In the formal background I grew up in, if you weren't a card-carrying member of the church you couldn't take communion, based on this passage — which I think distorts its heart. Membership in a church does not make you right before God. And "discerning the body" doesn't mean believing the bread physically becomes Jesus' flesh; I don't think Scripture supports that. We are the body of Christ. I take communion not to get something, but because of who Jesus is and who He created me to be.

My son recently asked his boss how to advance in the company — and got a long list of "work hard, stay focused." The irony is that his boss holds his position because his dad owns the company. How often do we do the same with the gospel? Someone asks, "What must I do to be saved?" and we answer, "First stop drinking, stop cussing, stop hanging out with the wrong crowd — then, when you're good enough, come to Jesus." No. If you want to come to Jesus, come to Jesus. That's the first step. Everything else — sanctification — happens later. The first thing we need is Christ.

We so often forget that it was our heavenly Father who brought us here, not our own works or understanding. We're not looking for perfection — that's found only in Jesus. We're looking at our own brokenness and understanding that yes, I needed, and still need, a Savior. says, "There is therefore now no condemnation for those who are in Christ Jesus, for the law of the Spirit of life has set you free in Christ Jesus from the law of sin and death."

Closing Prayer

Paul said, "For I received from the Lord what I also delivered to you, that the Lord Jesus on the night when he was betrayed took bread, and when he had given thanks, he broke it, and said, 'This is my body, which is for you. Do this in remembrance of me.'" Let's take the bread together.
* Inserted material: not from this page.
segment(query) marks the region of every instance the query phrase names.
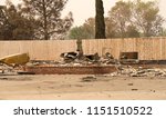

Thank you, Jesus, for the sacrifice You made on our behalf. Thank You for being the perfect sacrifice that we could never be. Thank You for taking my sin upon You and paying my penalty. Thank You, Jesus.

In the same way also He took the cup after supper, saying, "This cup is the new covenant in my blood. Do this, as often as you drink it, in remembrance of me. For as often as you eat this bread and drink the cup, you proclaim the Lord's death until he comes." Let's take the cup together.

Thank You, Jesus, for a new covenant. Thank You for the freedom we find from sin and death. Thank You, Lord Jesus, for the sacrifice You made, the freedom You purchased, and the covenant You wrote for us, where we can stand before You clothed in Your holiness, covered by Your sinless righteousness. Help us keep our eyes on You. Thank You, Jesus. Amen.